Osman Yousefzada’s 2018 art installation, A Migrant’s Room of Her Own, was based on his mother’s bedroom. But when he took her to see it at the Ikon Gallery in Birmingham, she was confused. “She asked me who slept there,” Yousefzada says. “She’d never been to a museum before.”
Yousefzada’s mother emigrated to England from a village on the border of Afghanistan and Pakistan in the 1970s, following her husband who had left seven years earlier. Both were illiterate and spoke no English. They lived in a tight-knit Muslim community in Balsall Heath, Birmingham. Yousefzada’s mother, a seamstress, did not leave the house. When they hit puberty, his three sisters were taken out of school and the family concocted elaborate excuses for social workers asking about their sudden disappearance.
Yousefzada, an artist and fashion designer whose clothes have been worn by Beyoncé, Taylor Swift and Lady Gaga, describes his childhood in his new memoir, The Go-Between. He would buy fabrics and bring them home for his mother: observing her work, he writes, was “like watching a magician.” He tells me that the book is “a bit of a love letter” to his mother, who died on New Year’s Day this year. Yousefzada looked after her during the pandemic. “It was really beautiful,” he says. “It’s that connection from one body to another body. You’re connected and you have this responsibility for each other.”
He had a more difficult relationship with his father, a “complicated” man who sometimes beat his wife and told Osman he should have killed his younger sister after she ran away from home. When Osman left home permanently after his first year studying anthropology at SOAS in London, his father burned his belongings.
Years later, they reconciled. “I think he understood logically why I left to go to university. He probably tried to understand why I didn’t come back.”
After graduating from SOAS, he studied fashion at Central Saint Martins, and in 2008 founded his clothing label, Osman. Does he ever wonder what he would be doing if he hadn’t left home at 18? “Maybe working in a factory,” he replies. “I do think my life would be quite different.”

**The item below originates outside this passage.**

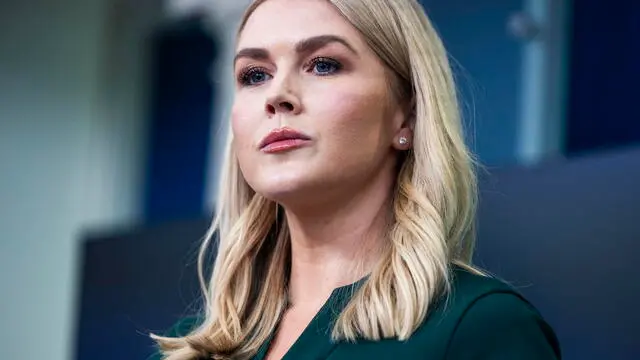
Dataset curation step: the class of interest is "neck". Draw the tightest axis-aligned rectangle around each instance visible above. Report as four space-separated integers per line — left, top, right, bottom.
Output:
285 171 391 308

The Go-Between depicts Balsall Heath in the 1980s and 1990s, where immigrant families lived in cheap housing on streets frequented by sex workers. “It’s a very working-class book,” he says. “It’s a very under-class book. The root is from illiteracy—the root is not being able to have the codes to navigate new spaces. And it’s a story of quite a few people.”
Becoming an artist was not a difficult step for Yousefzada. “I come from a family of artisans, so making stuff with your hands comes quite naturally and easily.” But he can see the difference between how his work is now perceived compared to his mother’s. “Most working-class people are artisans, and most middle-class people are artists.”
Yousefzada’s parents used to warn their children that they risked being sent back by the UK authorities to the Afghan-Pakistani border. He was reminded of those childhood conversations by the recent Nationality and Borders Bill, which would make it easier for the government to strip dual nationals of British citizenship. “I find that makes me quite nervous,” he says. “Where do you redefine the boundaries of where you belong?”
He is furious about the way the UK treats migrants. “We may as well have Priti Patel on the Channel on one of those news boats actually following migrants across. I mean, it’s completely crazy how we treat people… who come here for a better life.”